In every narrative there are gaps: places where, although things happened and the characters spoke and acted and lived their lives, the story says nothing about them. It was fun to visit a few of these gaps and speculate a little on what I might see there.
As for why I call these little pieces lantern slides, it's because I remember the wooden boxes my grandfather used to have, each one packed neatly with painted glass slides showing scenes from Bible stories or fairy tales or ghost stories or comic little plays with absurd-looking figures. From time to time he would get out the heavy old magic lantern and project some of these pictures on to a screen as we sat in the darkened room with the smell of hot metal and watched one scene succeed another, trying to make sense of the narrative and wondering what St. Paul was doing in the story of Little Red Riding Hood—because they never came out of the box in quite the right order.
– Philip Pullman
Haku walking out onto the red bridge of the bathhouse. He doesn't know what made him come here; It seemed like a perfect idea at the time. The sun starts to dive beneath the horizon, the shadows lengthen, and he can sense the world dozing off, another one waking up; the second shift has begun. The train passes beneath him, and he stares at it blankly. As it clatters off into the distance, the sound of running feet reaches his ears. He looks up, and it is like the moment the orchestra has finished tuning and the perfect harmony is played for a fraction of a second before stopping abruptly at the flick of the conductor's baton. He hears it played in his mind.
Chihiro.
He likes to have his rice with a sprinkle of tea leaves, to yarn with Kamaji, to bug Yubaba out of her enormous bun, and to go fishing with Haku on sunny days. That is, when he has any time to do these things, which he doesn't. The old building, which gets older every day, requires attention more than anything. The Elevators rattle and creak like an old man's joints, the lights keep flicking in and out like ancient rheumy eyes no matter how many times he replaces the lamps, the infinite matrix of pipework always leaking and rusting. But he loves his job, his life, all the same.

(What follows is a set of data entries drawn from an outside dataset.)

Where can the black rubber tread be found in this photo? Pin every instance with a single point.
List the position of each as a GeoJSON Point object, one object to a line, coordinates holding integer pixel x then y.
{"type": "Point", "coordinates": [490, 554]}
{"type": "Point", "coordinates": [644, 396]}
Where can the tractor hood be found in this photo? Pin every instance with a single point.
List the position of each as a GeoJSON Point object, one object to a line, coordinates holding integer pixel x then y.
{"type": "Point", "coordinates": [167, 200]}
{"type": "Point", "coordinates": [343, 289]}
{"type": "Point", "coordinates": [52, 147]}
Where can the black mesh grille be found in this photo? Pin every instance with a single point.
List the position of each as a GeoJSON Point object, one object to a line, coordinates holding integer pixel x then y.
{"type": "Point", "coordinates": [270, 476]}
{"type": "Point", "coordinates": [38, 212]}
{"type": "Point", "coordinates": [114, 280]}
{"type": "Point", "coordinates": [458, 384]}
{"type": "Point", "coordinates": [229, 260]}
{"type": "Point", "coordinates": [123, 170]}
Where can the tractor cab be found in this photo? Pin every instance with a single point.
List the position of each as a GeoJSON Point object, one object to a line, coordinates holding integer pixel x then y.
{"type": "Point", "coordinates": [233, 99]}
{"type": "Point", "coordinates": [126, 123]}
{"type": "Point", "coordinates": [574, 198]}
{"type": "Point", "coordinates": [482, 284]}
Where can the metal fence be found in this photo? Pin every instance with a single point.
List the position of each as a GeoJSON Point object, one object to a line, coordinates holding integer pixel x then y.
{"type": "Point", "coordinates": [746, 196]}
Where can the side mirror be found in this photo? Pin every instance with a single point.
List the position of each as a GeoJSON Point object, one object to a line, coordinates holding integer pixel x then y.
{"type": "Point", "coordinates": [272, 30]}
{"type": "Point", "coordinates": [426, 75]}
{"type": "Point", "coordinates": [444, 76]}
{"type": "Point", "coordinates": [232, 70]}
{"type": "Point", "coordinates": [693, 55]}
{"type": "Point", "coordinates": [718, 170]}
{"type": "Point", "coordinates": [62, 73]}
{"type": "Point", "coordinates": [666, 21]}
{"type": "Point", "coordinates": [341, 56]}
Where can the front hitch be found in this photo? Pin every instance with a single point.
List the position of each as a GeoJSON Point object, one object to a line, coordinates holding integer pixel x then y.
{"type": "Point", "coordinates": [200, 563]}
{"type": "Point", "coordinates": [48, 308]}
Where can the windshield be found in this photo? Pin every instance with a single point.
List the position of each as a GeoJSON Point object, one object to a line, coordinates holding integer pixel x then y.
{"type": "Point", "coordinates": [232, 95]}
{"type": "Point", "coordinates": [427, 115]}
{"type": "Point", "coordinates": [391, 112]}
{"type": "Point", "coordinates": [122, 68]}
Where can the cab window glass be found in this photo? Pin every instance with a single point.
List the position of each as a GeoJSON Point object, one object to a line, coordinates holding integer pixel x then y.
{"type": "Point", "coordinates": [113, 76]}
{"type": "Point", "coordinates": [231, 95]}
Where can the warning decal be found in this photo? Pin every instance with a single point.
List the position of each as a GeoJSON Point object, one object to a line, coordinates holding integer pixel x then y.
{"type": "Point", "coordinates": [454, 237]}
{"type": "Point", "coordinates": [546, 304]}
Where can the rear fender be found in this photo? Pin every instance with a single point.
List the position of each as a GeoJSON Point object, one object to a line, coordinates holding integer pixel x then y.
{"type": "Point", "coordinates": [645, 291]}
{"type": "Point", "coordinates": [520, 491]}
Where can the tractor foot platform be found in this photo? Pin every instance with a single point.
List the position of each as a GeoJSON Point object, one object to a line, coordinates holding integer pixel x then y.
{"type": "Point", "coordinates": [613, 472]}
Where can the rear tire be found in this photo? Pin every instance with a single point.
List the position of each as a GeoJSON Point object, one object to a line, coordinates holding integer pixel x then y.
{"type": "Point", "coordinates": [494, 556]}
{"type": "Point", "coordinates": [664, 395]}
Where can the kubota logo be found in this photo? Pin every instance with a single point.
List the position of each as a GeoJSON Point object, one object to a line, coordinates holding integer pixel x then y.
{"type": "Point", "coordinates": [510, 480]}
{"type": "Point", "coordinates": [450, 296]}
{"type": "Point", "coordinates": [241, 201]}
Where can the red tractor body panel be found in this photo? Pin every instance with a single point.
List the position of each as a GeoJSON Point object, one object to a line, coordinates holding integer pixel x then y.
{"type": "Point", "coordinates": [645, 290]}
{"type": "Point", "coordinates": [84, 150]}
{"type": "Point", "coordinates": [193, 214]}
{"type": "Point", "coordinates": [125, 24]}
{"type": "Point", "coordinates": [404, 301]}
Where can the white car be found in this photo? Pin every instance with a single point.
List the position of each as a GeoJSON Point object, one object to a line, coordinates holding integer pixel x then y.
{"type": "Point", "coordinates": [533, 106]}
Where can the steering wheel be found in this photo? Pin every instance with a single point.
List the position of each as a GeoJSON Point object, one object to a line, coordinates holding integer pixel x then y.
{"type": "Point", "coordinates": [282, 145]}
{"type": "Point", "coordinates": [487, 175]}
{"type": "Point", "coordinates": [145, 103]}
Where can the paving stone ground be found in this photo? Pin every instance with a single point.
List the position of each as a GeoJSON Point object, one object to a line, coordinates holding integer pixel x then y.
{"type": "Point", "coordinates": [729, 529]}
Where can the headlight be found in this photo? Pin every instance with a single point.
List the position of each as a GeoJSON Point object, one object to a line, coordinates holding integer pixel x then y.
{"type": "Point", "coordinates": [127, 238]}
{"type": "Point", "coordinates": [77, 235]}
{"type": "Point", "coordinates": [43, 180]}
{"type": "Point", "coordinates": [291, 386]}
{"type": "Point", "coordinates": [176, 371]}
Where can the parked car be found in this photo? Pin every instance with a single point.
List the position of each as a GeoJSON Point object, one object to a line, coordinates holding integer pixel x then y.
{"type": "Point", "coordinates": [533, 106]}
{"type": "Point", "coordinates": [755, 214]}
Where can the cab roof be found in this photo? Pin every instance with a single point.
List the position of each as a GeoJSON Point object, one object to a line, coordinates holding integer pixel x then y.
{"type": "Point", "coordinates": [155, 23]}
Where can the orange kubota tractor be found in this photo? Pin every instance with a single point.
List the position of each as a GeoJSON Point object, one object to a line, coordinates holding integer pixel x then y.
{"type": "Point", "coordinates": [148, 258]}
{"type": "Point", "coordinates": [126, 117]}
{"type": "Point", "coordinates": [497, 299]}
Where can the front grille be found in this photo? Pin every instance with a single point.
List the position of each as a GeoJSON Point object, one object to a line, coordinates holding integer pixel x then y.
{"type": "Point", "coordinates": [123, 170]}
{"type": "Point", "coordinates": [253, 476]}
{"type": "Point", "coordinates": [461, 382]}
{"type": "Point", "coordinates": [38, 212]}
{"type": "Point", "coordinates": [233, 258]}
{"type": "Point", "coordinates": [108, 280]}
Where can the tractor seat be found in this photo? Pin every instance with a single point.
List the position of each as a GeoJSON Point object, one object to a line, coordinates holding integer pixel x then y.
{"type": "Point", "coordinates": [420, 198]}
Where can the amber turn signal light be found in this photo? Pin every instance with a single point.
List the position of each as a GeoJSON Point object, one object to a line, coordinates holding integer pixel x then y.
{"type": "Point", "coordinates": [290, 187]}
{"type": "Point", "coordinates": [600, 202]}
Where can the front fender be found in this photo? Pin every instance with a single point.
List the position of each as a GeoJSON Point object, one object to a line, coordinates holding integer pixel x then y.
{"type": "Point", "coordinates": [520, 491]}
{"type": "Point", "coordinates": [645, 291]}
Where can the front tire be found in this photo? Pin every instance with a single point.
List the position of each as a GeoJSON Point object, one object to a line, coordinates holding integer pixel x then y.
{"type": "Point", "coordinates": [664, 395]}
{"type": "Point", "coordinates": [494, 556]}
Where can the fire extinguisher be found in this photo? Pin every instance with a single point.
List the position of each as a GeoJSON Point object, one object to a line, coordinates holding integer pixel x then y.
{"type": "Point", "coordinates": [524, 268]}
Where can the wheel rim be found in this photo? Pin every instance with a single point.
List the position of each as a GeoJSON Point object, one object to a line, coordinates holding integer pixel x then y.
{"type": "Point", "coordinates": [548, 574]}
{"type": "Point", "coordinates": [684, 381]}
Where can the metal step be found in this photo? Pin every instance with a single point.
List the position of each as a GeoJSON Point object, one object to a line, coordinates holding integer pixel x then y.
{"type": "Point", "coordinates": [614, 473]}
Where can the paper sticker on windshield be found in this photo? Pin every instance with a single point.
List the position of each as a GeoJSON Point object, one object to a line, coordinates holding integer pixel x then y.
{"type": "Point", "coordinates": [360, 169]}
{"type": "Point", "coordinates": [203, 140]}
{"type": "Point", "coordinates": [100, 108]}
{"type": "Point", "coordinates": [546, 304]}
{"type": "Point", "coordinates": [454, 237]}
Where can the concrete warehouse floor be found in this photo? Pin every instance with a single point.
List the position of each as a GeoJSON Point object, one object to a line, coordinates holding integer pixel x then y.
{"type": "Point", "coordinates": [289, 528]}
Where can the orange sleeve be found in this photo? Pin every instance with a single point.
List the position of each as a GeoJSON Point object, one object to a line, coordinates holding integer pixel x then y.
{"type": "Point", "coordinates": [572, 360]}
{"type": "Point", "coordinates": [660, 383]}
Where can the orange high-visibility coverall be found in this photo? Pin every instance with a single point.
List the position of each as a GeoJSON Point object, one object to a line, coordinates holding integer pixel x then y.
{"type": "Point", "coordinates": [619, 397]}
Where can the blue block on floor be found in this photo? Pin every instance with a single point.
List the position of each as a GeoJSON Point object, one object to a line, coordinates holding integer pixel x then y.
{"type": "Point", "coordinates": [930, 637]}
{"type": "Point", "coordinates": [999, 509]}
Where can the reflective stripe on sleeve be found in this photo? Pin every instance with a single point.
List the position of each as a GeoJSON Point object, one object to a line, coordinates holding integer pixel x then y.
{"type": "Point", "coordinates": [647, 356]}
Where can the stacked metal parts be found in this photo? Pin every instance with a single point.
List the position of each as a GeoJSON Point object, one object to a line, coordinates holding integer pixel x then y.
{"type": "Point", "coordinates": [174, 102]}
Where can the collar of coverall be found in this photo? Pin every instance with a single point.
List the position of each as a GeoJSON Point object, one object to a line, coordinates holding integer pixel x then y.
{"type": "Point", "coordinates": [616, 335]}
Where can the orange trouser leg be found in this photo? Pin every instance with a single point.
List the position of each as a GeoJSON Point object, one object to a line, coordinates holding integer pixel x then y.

"It's strange," He says to Haku one day, after drifting lazily together for a while in their small boat, on the ocean that had once been a swamp.
"What?"
"The building...she seems to...repair herself? How should I describe it...As if I know I have to fix something, and I set out to fix it, and when I get there it's fixed. But I don't remember going near it at the time, and the others didn't see me there either."
Haku raises his eyebrows. "You don't know?"
"What?"
"You're-"
And before he said it, he realized that he had become the god of the bathhouse.
Sometimes, he flicks his head and frowns into the distance, tense and focused. Like a cat, she observed. Except he doesn't flick his ears along with his gaze.
The Ogino's Audi Quattro. It was two or so years old, and experienced quite a rough birth into existence; Chihiro's father was whimsical but determined to stay true to his whims. If you asked it what it was doing sitting , forsaken, in front of a two-faced stone gargoyle in the middle of the woods, gathering leaves and dust, it would say that it was waiting for the pigs to come back with their piglet.
Later, Chihiro remembered his scales were not quite mother-of-pearl, and she would quickly modify what she had been reading: from mother-of-pearl to not-quite-mother-of-pearl.
One of the children raised his hand. "But, Ba-chan, um, it's mother-of-pearl in the book."
She smiled and patted his head. "I know. But it wasn't quite that, so I improvised."
He tilted his head. "Improvised?" A perfect echo.
She laughed. "It's the difference between life and its plans, child."